The ability of an IT Operations Management (ITOM) platform to filter through the tidal wave of events to rapidly zero in on key events has a direct correlation on the time it takes to generate an incident. ITOM platforms need to have the ability to see the whole picture. Gaps in monitoring significantly affect the ability to generate incidents.
Staying Ahead with Predictive and Proactive Steps
More importantly, predictive and proactive capabilities are even more effective at getting ahead of problem identification and, in some cases, even taking steps to avoid the issue altogether.

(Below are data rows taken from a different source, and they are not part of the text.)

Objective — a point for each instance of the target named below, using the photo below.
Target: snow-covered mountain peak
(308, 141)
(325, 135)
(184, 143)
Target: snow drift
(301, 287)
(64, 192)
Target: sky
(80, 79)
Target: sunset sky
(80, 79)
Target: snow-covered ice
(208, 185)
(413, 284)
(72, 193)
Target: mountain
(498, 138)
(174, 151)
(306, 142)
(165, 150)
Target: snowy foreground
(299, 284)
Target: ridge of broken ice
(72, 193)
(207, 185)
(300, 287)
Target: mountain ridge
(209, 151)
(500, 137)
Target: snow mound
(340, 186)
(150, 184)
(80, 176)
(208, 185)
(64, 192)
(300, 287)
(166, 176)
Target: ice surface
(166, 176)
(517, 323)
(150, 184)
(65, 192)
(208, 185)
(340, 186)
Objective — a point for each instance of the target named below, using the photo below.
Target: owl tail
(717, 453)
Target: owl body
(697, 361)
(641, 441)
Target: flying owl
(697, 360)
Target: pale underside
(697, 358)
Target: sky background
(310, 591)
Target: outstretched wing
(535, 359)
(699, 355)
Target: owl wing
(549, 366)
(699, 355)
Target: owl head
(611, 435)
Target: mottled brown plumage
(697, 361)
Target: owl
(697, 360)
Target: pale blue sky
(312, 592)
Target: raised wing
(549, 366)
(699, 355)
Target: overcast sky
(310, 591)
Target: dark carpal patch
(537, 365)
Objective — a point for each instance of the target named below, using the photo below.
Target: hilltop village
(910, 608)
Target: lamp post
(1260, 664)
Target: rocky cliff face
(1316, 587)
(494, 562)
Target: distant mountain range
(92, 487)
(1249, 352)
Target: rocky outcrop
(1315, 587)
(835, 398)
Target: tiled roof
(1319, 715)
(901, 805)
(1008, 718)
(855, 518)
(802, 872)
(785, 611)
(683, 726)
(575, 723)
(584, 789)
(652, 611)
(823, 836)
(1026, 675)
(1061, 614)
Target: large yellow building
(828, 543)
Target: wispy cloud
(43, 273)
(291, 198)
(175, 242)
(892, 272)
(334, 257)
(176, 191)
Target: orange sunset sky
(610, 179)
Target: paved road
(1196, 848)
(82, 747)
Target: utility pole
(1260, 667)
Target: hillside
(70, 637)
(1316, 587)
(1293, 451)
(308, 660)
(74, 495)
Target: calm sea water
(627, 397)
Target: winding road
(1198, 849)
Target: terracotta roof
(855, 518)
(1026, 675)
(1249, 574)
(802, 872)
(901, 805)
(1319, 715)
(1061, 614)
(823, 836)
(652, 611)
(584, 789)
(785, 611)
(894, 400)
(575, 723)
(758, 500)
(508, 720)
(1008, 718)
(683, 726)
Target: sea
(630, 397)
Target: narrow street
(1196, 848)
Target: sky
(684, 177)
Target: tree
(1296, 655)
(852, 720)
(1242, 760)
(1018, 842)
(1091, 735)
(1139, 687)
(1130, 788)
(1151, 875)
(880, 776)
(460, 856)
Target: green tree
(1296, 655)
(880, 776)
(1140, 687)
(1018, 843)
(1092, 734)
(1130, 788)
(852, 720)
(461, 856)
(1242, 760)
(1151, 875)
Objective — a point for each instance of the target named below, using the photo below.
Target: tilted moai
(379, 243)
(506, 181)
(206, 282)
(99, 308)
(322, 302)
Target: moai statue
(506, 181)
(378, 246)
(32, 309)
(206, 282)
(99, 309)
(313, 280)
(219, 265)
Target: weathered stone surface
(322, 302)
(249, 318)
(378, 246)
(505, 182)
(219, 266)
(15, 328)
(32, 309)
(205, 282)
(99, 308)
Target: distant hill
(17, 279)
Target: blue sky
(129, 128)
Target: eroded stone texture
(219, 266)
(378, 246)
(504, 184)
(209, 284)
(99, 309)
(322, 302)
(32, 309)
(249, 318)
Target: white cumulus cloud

Once an incident is identified, the next step is logging it and collecting basic information. Gathering the correct information can go a long way to adding efficiency to the eventual resolution. Templates can provide a systematic approach to facilitate this.
Categorization and prioritization follow. The former makes it possible to rapidly figure out whom to contact to resolve the issue and the latter ensures that incidents are addressed in the right order. Look for a platform that can prioritize incidents based on the business service criticality for the services impacted.
That is followed by investigation. Then, if case resolution procedures are not readily available, service desk operators can rely on workflows to determine escalation.
Each these steps can be accelerated immensely by leveraging automation techniques. Frequently occurring incidents can be referenced in a knowledge base to rapidly move the ticket along based on preconfigured workflows. For example, tickets can be automatically routed to the experts for that particular ticket, saving time not only on workflow delegation but on troubleshooting the ticket.
Once the incident is routed to the best-suited specialist, resolution becomes the focus. This is the primary goal of the problem management team and the ability of the tools used to rapidly get to the root cause of issues directly affects the restoration of services. That, of course, leads to case closure.
Multi-perspective analysis quickly and accurately pinpoints root cause and reduces false alarms by looking at problems from multiple viewpoints. The analysis takes normality/abnormality, relationships and performance into account to find the true root cause of failures and performance problems, not simply what failed.
Workflows built to streamline processes ultimately save both time and money. Your monitoring tool should detect a problem, look at it from multiple viewpoints, leverage automation to take corrective action, retest to see if the problem was fixed and then create a ticket.
Best Practices for Maintaining Effective Communication
Additionally, the use of a Known Error Database (KEDB) is a significant accelerator.
Incident Management teams benefit from the use of a KEDB that is primarily maintained by the Problem Management team. In return, Problem Management benefits greatly from accuracy of incident data to build the KEDB and use it to rapidly diagnose issues.
It follows that as the incident is closed, relevant information is captured in the KEDB for future use. Not doing so can add inefficiencies to the overall Incident Management lifecycle – and is a tragic loss of otherwise easily leveraged information.
The primary goal of Incident Management is the restoration of service. However, the other essential aim is to maintain effective communication with the user community and the staff within the IT organization working on the incident.
The ability to accelerate the Incident Management lifecycle affects not only how your business performs, but also how your customers perceive you. Incident Management has a direct effect on customer satisfaction. After all, the overarching goal is to reduce the impact to the business whenever an outage occurs.